Tempel Gambar di Lemari untuk Motivasi
Heru Gendon bersama anak dan rekannya di depan koleksi motornya.[Radar Solo] |
Tidak ada batasan harga untuk motor klasik. Dan bagi penggemarnya, urusan rupiah di nomor sebelaskan. Ketika belum bisa beli, menempel gambar motor di lemari bisa jadi obat galau.
Bripka Heru Gendon mengaku gemar motor klasik sejak masih kanak-kanak. Tapi, impian punya motor lawas harus dikubur dalam-dalam karena dia memiliki banyak saudara dan masih butuh biaya sekolah.
Bukannya putus asa, ketika diterima menjadi anggota Dalmas Satuan Sabhara Polresta Surakarta, dia menabung untuk membeli sepeda motor Binter Mercy 1980 seharga Rp 2,5 juta.
"Saya sisihkan sebagian gaji. Untuk motivasi, gambar motornya saya pasang di lemari. Beberapa tahun kemudian saya beli DKW Union seharga Rp 12 juta. Sampai jual sapi satu ekor," jelasnya.
Di awal membeli motor lawas, sang istri sewot karena harganya relative mahal. Namun, berjalannya waktu, sang istri bisa paham hobi Gendon. Kini, pria berkumis tebal itu sudah punya koleksi motor AJS 1956, Triumph1960, serta Harley Davidson.
"Hobi ini bukan sekadar kesenangan semata. Tapi, juga investasi. Karena semakin bertambah tahun, harga motor ini semakin mahal," kata dia.
Faktor lainnya, Gendon mendapatkan kepuasan ketika menunggangi motor lawas karena bentuknya yang unik dan menjadi pusat perhatian pengguna jalan lainnya.

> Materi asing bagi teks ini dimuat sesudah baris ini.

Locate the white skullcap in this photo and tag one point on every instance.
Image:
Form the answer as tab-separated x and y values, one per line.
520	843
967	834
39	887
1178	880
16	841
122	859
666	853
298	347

Anggota komunitas motor klasik Eagle Eyes, Dede Hardito mengaku mengoleksi puluhan motor klasik. Salah satunya Harley Davidson Duoglide Police 1960 yang saat ini harganya sudah menyentuh Rp 425 juta. "Saya beli impor sekitar dua tahun lalu,” jelas dia.
Mengingat harga motor klasik yang selangit, Dede mengimbau penghobi anyar tidak buru-buru membeli. Lebih baik terlebih dahulu gabung dengan klub motor guna mencari informasi. "Minimal tahu membedakan mana motor yang masih layak, mana yang tidak. Jadi tidak tertipu," ujarnya.
Wakil Ketua Eagle Eyes Chapter Solo, Agustinus Condro tergila-gila dengan motor tua sejak duduk di bangku STM pada 1992. Koleksi pertamanya yakni DKW Union buatan Jerman produksi 1956.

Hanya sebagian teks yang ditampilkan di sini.